Welcome to 2025, the year where AI really does its best to embed itself in our lives, for which you can read: get under our skin and up our noses.
Meta – the owners of Facebook / Insta etc – already came out of the blocks with the launch of a bunch of AI profiles just over a year ago, and most appear to be now dormant… but, oddly, there’s been a rush of interest in them, suggesting perhaps that they might be pushing them again. There’s ‘Liv’ for example:
There’s been quite a lot of responses in the vein of ‘WHY ARE YOU DOING THIS WHEN SOCIAL MEDIA IS SO TERRIBLE AND SO FILLED WITH SPAM BOTS?’
Meta’s answer – which comes from a very recent FT article, which is why the issue is still current:
“We expect these AIs to actually, over time, exist on our platforms, kind of in the same way that accounts do… They’ll have bios and profile pictures and be able to generate and share content powered by AI on the platform . . . that’s where we see all of this going.”
Connor Hayes, VP of product for generative AI at Meta / In the FT here
What those who’ve had them come up in their timelines are reporting is that you don’t have the option to block them, which people are finding very bloody annoying indeed. Moreover, people (because… people…) are starting to troll them:
There appears to be no irony in a GenAI bot calling itself a ‘truth teller’… and some digging by those who’ve interacted with ‘Liv’ has uncovered some worrying elements of the character’s DNA – ie, that the prompts used were somewhat ‘off’:
Which gets us back to ‘why’? Did anyone ask for this? Is this the internet we wanted? My sense is…. no, it is not!
For Meta, though development has been sporadic, their recent press on it seems to suggest a punt that these agents will be able to help ‘real’ users in some way, and will help drive engagement. But that seems like a very weird thing for a social network to have to do: to create fake social agents in order to sustain users’ engagement in the network. If engagement is getting hit… surely that’s a signal that something is off in the social dimension of this network, rather than it being that people don’t have enough AI bots to chat to.
My sense is that social media is suffering engagement because it’s become so full of dross… and that these new AI agents really will not help. We know already that GenAI content has major troubles with reliability and hallucination, and it’s highly likely that these tools will struggle to for accuracy… or be deliberately abused to generate biased / fake content and/or disinformation. All of this erodes trust.
I talk about this prospect in God-Like:
The Cambridge Analytica scandal of 2018 showed that unregulated algorithms controlled by political actors and allowed to infect social media sites could sway a referendum, the results of which people are only just waking from as if from some kind of hypnosis.

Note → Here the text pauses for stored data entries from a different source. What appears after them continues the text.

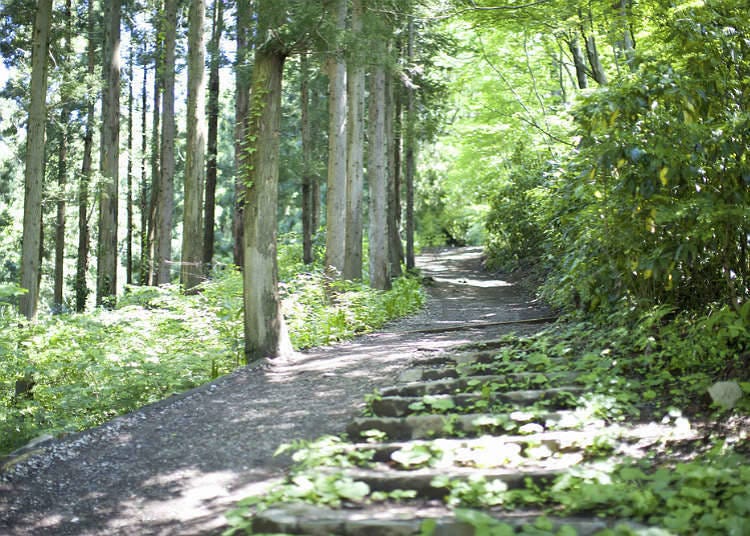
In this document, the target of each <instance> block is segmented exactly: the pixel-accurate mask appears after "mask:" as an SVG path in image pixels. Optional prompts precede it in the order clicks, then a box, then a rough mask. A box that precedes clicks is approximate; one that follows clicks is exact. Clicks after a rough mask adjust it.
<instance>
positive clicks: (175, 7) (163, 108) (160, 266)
mask: <svg viewBox="0 0 750 536" xmlns="http://www.w3.org/2000/svg"><path fill="white" fill-rule="evenodd" d="M164 15H165V18H164V63H163V65H162V68H163V73H162V77H163V78H162V83H163V84H164V93H163V99H162V114H161V115H162V120H161V159H160V166H159V168H160V169H159V191H158V202H157V207H158V208H157V215H158V222H157V229H156V248H155V259H154V262H156V278H155V282H156V284H157V285H163V284H166V283H169V282H170V281H171V279H172V277H171V264H172V212H173V210H174V173H175V154H174V150H175V149H174V144H175V136H176V126H175V117H174V84H175V41H176V31H177V0H166V2H165V4H164Z"/></svg>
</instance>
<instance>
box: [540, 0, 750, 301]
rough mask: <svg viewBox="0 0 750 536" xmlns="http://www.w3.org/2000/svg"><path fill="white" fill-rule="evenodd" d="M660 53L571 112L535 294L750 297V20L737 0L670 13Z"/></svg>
mask: <svg viewBox="0 0 750 536" xmlns="http://www.w3.org/2000/svg"><path fill="white" fill-rule="evenodd" d="M659 31H660V32H661V34H662V35H661V37H662V38H663V42H664V43H667V44H666V46H665V48H664V50H663V51H661V52H660V53H659V55H658V56H657V57H654V58H641V61H642V63H641V66H640V69H639V70H638V71H637V72H635V73H632V74H628V75H624V76H623V77H621V78H620V79H619V80H618V81H617V82H616V83H613V84H612V85H611V86H609V87H608V88H606V89H602V90H599V91H597V92H594V93H591V94H590V95H589V96H588V97H587V98H585V99H584V100H583V102H582V103H581V104H580V105H579V106H578V108H577V110H576V120H577V125H578V135H579V137H580V140H581V141H580V144H579V148H578V150H577V151H576V152H574V153H573V154H572V155H571V157H570V159H569V161H568V162H567V163H566V164H565V165H564V166H563V168H561V169H560V170H559V172H558V173H557V180H556V184H555V186H554V189H553V192H552V194H553V195H551V196H550V197H549V200H550V203H551V204H550V207H549V208H550V209H551V211H550V217H549V224H550V225H549V235H548V236H549V238H550V246H551V248H550V252H551V258H552V259H553V260H554V261H555V264H554V270H553V274H552V276H551V277H550V280H549V284H548V286H547V295H548V297H550V298H551V299H552V300H553V301H555V302H556V303H558V304H560V305H568V306H569V305H572V304H576V305H579V306H580V307H584V308H586V309H596V308H599V307H606V306H609V305H610V304H615V303H619V302H620V301H621V300H626V301H627V302H628V303H633V304H635V305H637V306H643V307H646V308H648V307H650V306H651V305H655V304H665V303H666V304H672V305H674V306H677V307H686V308H702V307H704V306H705V305H707V304H710V303H714V302H721V303H733V304H735V305H736V304H741V303H743V302H744V301H746V300H747V299H748V298H750V294H749V293H748V292H749V291H748V289H749V288H750V259H749V258H748V238H747V237H748V234H749V232H750V211H748V209H747V207H748V206H750V188H748V186H749V185H750V160H748V155H747V147H748V146H750V134H748V133H749V132H750V129H749V128H748V126H749V125H750V123H749V121H750V119H748V116H747V114H746V113H745V112H743V111H742V110H746V109H747V107H748V105H750V100H749V99H750V47H749V46H748V40H747V36H748V33H750V25H749V24H748V22H747V17H745V16H744V10H743V9H742V8H740V4H739V3H737V2H705V3H700V4H691V7H686V8H682V9H677V10H675V11H673V12H671V13H670V15H669V16H668V17H666V22H665V23H664V24H663V26H662V27H661V29H660V30H659Z"/></svg>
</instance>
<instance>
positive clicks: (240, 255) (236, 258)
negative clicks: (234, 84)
mask: <svg viewBox="0 0 750 536" xmlns="http://www.w3.org/2000/svg"><path fill="white" fill-rule="evenodd" d="M251 21H252V13H251V11H250V0H237V63H236V64H235V67H234V69H235V76H236V79H235V109H234V129H235V130H234V136H235V138H234V139H235V142H234V161H235V188H234V198H235V201H234V214H233V218H232V231H233V232H232V235H233V236H234V263H235V264H236V265H237V266H240V267H241V266H242V265H243V254H244V249H243V233H244V212H245V184H244V182H243V179H242V177H243V170H244V169H245V167H246V166H247V153H246V151H245V142H246V134H247V122H248V111H249V106H250V75H251V72H252V68H251V64H250V62H249V47H250V25H251Z"/></svg>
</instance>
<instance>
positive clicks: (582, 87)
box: [567, 35, 589, 89]
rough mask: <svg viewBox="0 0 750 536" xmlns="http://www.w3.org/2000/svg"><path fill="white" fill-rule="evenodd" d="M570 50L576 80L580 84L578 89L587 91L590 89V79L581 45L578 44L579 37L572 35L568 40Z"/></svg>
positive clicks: (579, 44)
mask: <svg viewBox="0 0 750 536" xmlns="http://www.w3.org/2000/svg"><path fill="white" fill-rule="evenodd" d="M567 42H568V50H570V53H571V55H572V56H573V65H574V66H575V69H576V80H577V82H578V89H586V88H587V87H589V82H588V78H587V77H586V60H585V58H584V57H583V52H582V51H581V44H580V43H579V42H578V37H577V36H575V35H572V36H570V37H569V38H568V40H567Z"/></svg>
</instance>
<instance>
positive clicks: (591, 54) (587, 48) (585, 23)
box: [578, 8, 607, 86]
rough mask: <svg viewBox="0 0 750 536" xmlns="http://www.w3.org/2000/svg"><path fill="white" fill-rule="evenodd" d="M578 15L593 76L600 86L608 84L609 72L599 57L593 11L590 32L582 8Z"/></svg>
mask: <svg viewBox="0 0 750 536" xmlns="http://www.w3.org/2000/svg"><path fill="white" fill-rule="evenodd" d="M578 16H579V17H580V19H581V35H582V36H583V40H584V42H585V44H586V57H587V58H588V60H589V65H590V66H591V76H593V78H594V80H595V81H596V83H597V84H599V85H600V86H606V85H607V73H606V72H605V71H604V66H603V65H602V62H601V59H600V58H599V51H598V50H597V48H596V38H595V37H594V29H593V23H592V16H591V11H589V13H588V16H587V18H588V26H589V30H590V33H589V32H587V31H586V23H585V19H584V17H583V12H582V10H581V9H580V8H579V9H578Z"/></svg>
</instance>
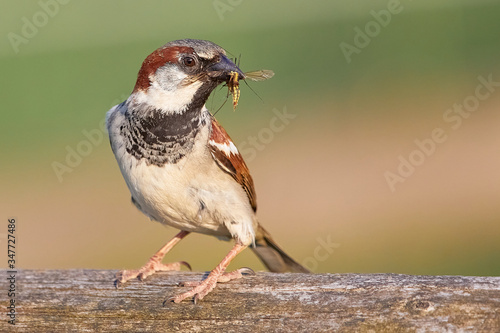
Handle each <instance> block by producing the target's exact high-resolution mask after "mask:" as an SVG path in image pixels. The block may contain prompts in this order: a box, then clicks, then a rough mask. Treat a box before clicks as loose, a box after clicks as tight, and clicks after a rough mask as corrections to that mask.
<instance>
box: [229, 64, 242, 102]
mask: <svg viewBox="0 0 500 333" xmlns="http://www.w3.org/2000/svg"><path fill="white" fill-rule="evenodd" d="M238 76H239V74H238V72H234V71H231V73H229V80H228V81H227V87H228V89H229V92H230V93H231V95H233V110H236V106H237V105H238V100H239V99H240V83H239V81H238Z"/></svg>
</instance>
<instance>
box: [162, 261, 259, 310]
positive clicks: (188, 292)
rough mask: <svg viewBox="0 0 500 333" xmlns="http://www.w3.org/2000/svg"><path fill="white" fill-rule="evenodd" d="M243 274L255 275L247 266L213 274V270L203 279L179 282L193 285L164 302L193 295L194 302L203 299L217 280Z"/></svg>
mask: <svg viewBox="0 0 500 333" xmlns="http://www.w3.org/2000/svg"><path fill="white" fill-rule="evenodd" d="M243 275H255V272H254V271H253V270H252V269H250V268H248V267H244V268H240V269H237V270H235V271H232V272H228V273H223V274H214V271H212V273H210V274H209V275H208V277H207V278H206V279H205V280H203V281H188V282H183V283H180V285H181V286H184V287H194V288H193V289H191V290H190V291H188V292H185V293H182V294H180V295H177V296H174V297H171V298H169V299H168V300H166V301H165V303H166V302H174V303H180V302H182V301H183V300H185V299H186V298H190V297H193V296H194V298H193V301H194V303H195V304H196V303H197V302H198V301H199V300H201V299H203V297H205V296H206V295H207V294H208V293H209V292H211V291H212V290H213V289H214V288H215V286H216V285H217V283H218V282H229V281H231V280H236V279H240V278H242V277H243Z"/></svg>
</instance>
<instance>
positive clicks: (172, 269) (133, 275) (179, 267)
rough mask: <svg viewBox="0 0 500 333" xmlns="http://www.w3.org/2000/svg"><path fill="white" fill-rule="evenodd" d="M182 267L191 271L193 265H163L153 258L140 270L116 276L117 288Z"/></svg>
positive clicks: (143, 280) (179, 262) (177, 262)
mask: <svg viewBox="0 0 500 333" xmlns="http://www.w3.org/2000/svg"><path fill="white" fill-rule="evenodd" d="M182 265H184V266H186V267H187V268H188V269H189V270H191V265H189V264H188V263H187V262H185V261H178V262H172V263H168V264H164V263H161V262H160V260H159V259H158V258H156V257H155V256H153V257H152V258H151V259H149V261H148V262H147V263H146V264H145V265H144V266H142V267H141V268H139V269H134V270H123V271H120V272H118V273H117V274H116V280H115V287H117V288H118V287H119V286H121V285H122V284H123V283H125V282H127V281H129V280H132V279H135V278H137V279H139V280H141V281H144V280H145V279H146V278H147V277H148V276H150V275H153V274H154V273H156V272H166V271H180V270H181V267H182Z"/></svg>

Yet this is only AI curating content that people have produced, and selecting that which generates the hysterical response. Harari is anxious about a future where AI has been given language because it will then be able to create content that algorithms already know we will be vulnerable to.
God-Like, chapter 6. Buy a copy here.
There is only one financial model for Meta: ads. So behind the AI bots will be some means of tracking our engagement even more comprehensively, and directing even more laser-focused ads at us.
So… a very odd start to the year with news of these AI agents creeping up – even if they aren’t explicitly new. And I just don’t see this being a ‘good’ year for this kind of AI adoption. I think it’s going to annoy the hell out of a lot of people, and that – right now – is a pretty big concern.